RE, TRA, and VEC produce anomaly scores that are compared against thresholds.
PRD is typically compared against the top log keys with the highest probabilities.
It's important to note that there are some exceptions to these general patterns, such as approaches that support semi-supervised training through probabilistic labels or supervised approaches that rely on reconstruction errors.
By understanding the different anomaly types, network output formats, and detection methods, researchers and practitioners can better design and select appropriate deep learning-based anomaly detection techniques for their specific log data analysis tasks.
Datasets
The review reveals that the vast majority of evaluations rely on only four datasets: HDFS, BGL, Thunderbird, and OpenStack.
These datasets come from various use cases, such as high-performance computing, virtual machines, and operating systems. Some datasets include labeled anomalies (e.g., failures, intrusions), while others lack anomaly labels.
However, the limited number of widely-used datasets raises concerns about the generalisability and real-world applicability of the proposed anomaly detection approaches.
To address this issue, researchers could explore creating synthetic datasets using LLMs.
LLMs, such as GPT-3 or its variants, have shown capabilities in generating coherent and contextually relevant text.
By leveraging these models, researchers could potentially create synthetic log data that mimics the characteristics of real-world log events.

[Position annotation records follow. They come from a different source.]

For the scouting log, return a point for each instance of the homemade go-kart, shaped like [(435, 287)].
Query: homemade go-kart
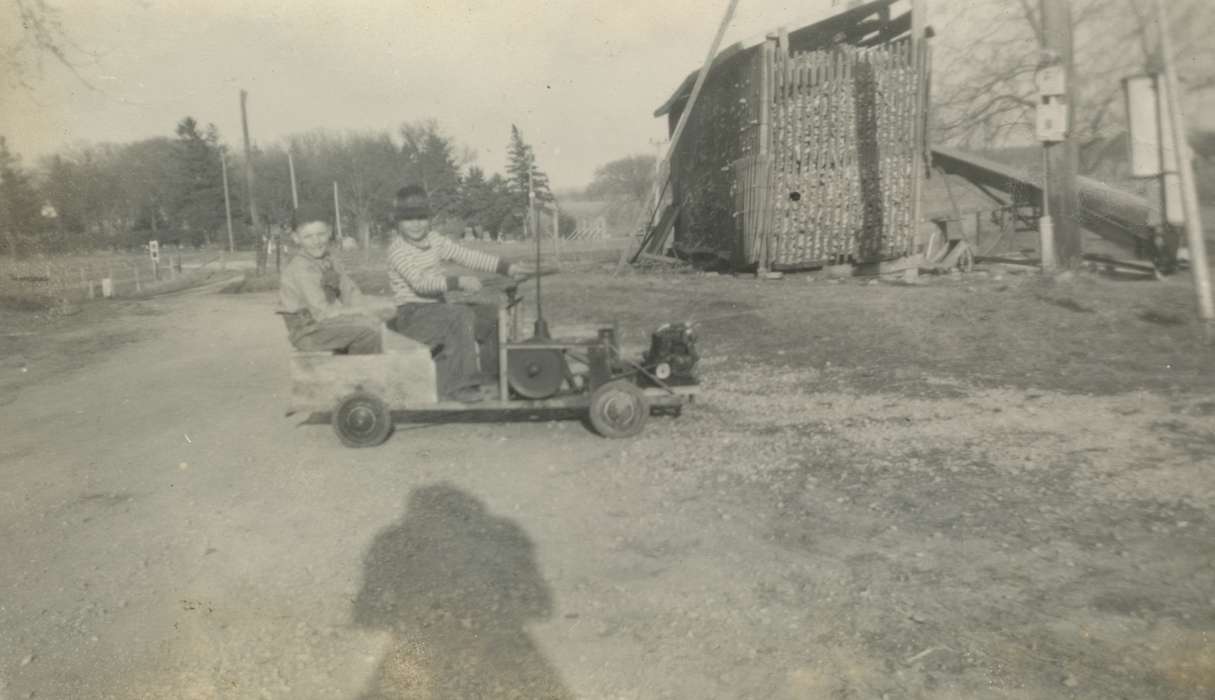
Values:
[(365, 394)]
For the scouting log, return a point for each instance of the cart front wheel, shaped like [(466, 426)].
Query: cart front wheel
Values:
[(619, 410), (362, 421)]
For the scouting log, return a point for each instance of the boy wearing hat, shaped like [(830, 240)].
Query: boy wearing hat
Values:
[(322, 305), (419, 288)]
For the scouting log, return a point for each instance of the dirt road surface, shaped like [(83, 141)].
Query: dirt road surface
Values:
[(876, 498)]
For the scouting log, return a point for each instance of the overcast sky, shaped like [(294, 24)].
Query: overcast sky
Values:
[(580, 77)]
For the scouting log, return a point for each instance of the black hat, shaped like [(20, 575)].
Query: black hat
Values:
[(411, 202)]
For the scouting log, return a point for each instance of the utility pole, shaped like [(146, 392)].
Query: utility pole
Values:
[(1061, 198), (227, 202), (290, 168), (254, 219), (248, 165), (337, 212), (1185, 170)]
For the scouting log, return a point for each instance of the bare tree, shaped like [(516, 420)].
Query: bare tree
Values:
[(40, 37), (988, 52)]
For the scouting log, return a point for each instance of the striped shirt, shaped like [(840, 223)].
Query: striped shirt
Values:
[(416, 274)]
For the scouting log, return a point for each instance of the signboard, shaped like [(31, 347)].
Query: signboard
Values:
[(1145, 109), (1051, 82), (1149, 140), (1050, 122)]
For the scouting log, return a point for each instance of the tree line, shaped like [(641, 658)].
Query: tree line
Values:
[(171, 188)]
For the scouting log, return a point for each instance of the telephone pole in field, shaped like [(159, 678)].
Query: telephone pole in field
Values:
[(248, 165), (1062, 199)]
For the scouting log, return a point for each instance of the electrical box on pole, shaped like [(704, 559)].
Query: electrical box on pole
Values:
[(1057, 86)]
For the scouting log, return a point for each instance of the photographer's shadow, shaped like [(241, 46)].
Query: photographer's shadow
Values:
[(456, 586)]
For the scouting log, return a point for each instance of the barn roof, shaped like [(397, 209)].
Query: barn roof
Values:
[(864, 24)]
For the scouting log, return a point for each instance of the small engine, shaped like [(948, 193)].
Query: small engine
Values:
[(672, 355)]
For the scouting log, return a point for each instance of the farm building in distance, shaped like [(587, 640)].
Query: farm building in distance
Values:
[(803, 147)]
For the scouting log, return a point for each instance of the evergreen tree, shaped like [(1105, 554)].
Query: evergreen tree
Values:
[(430, 161), (199, 187), (20, 208), (521, 165)]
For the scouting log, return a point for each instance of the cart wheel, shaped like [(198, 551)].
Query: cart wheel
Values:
[(619, 410), (362, 421)]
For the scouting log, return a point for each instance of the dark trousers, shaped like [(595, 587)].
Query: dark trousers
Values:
[(453, 332), (350, 334)]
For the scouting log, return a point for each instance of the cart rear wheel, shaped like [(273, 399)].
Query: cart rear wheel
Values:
[(362, 421), (619, 410)]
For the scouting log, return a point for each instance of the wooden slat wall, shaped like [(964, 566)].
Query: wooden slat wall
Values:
[(843, 141)]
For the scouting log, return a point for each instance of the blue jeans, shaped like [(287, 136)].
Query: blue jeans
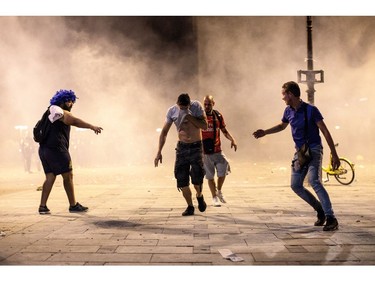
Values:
[(313, 171)]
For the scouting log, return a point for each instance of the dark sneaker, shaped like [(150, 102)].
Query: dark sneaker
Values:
[(43, 210), (321, 218), (189, 211), (201, 204), (77, 208), (331, 224)]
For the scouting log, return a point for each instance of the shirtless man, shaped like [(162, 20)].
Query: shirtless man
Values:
[(189, 118)]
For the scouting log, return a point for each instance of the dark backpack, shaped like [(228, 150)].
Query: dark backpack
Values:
[(42, 128)]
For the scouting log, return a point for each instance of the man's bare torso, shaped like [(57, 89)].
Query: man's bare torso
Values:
[(189, 133)]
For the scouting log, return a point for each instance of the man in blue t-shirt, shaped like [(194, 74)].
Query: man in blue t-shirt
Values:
[(294, 115)]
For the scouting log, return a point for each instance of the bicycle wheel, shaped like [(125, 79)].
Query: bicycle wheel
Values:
[(346, 175)]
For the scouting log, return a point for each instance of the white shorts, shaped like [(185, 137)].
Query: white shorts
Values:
[(215, 162)]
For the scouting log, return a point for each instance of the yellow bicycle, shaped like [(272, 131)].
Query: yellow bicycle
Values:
[(344, 174)]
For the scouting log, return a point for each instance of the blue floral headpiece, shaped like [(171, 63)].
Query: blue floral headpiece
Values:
[(62, 96)]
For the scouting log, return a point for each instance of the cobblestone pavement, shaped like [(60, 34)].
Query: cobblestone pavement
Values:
[(134, 218)]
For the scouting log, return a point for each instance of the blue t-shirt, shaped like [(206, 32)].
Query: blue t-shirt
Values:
[(296, 119)]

Here's a possible approach:
Collect a diverse set of real-world log data from various systems and applications.
Preprocess the log data to extract relevant templates, parameters, and structures.

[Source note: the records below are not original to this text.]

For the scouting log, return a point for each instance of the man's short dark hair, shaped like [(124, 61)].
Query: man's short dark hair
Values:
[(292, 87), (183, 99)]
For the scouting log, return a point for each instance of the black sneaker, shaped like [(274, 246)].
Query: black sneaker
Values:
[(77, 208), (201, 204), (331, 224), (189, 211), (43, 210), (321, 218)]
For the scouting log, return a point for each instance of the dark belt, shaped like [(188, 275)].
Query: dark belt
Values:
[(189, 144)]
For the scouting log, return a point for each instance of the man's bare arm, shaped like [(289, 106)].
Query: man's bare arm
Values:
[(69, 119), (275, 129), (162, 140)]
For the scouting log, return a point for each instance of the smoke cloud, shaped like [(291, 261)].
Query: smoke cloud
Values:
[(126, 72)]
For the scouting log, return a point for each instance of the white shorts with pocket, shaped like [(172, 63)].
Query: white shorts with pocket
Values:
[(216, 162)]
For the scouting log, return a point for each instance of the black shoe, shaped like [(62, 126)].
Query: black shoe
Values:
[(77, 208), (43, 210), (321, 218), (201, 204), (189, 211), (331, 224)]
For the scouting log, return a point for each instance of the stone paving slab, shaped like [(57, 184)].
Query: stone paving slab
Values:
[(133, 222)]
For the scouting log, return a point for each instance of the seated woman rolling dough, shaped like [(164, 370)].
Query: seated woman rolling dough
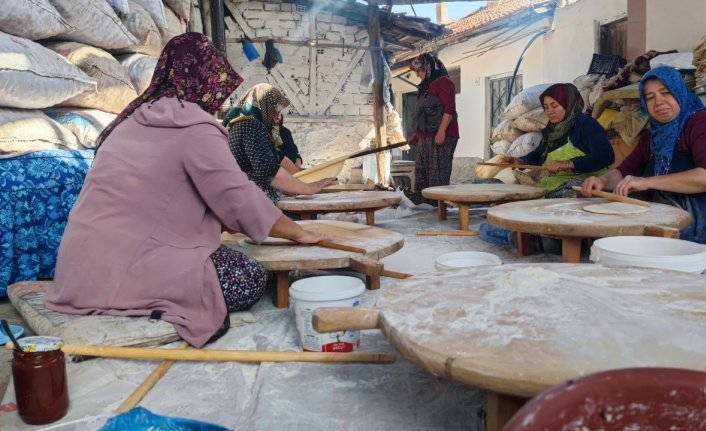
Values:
[(253, 136), (668, 165), (574, 146), (144, 237)]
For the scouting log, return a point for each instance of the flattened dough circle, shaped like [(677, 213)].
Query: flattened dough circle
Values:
[(615, 208), (270, 240)]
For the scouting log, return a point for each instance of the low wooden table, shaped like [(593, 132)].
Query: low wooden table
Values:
[(566, 220), (517, 330), (281, 259), (323, 203), (348, 188), (463, 195)]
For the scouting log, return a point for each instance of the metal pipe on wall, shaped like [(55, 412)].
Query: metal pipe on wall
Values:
[(218, 26)]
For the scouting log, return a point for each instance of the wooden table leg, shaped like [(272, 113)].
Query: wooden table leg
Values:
[(571, 250), (463, 216), (370, 267), (282, 289), (442, 210), (524, 244), (500, 408)]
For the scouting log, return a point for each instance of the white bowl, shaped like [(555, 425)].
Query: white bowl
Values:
[(651, 252), (465, 259)]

Fine-tune an LLM on the preprocessed log data, allowing it to learn the patterns, distributions, and relationships between log events.
Use the fine-tuned LLM to generate synthetic log events by providing it with appropriate prompts and constraints.
Inject anomalies into the generated log events based on predefined anomaly types and distributions.
Validate the generated log data by comparing its statistical properties and patterns with real-world log data.
By creating synthetic log data using LLMs, researchers can:
Overcome the limitation of relying on a few publicly available datasets.
Generate large-scale datasets with specific characteristics and anomaly distributions.
Evaluate the robustness and generalizability of anomaly detection approaches across diverse log data scenarios.
Protect sensitive or proprietary log data by generating synthetic datasets for public benchmarking.
However, it's essential to carefully validate the quality and realism of the LLM-generated log data to ensure that it effectively captures the complexities and nuances of real-world log events.
Collaboration between domain experts and machine learning researchers would be crucial in this process.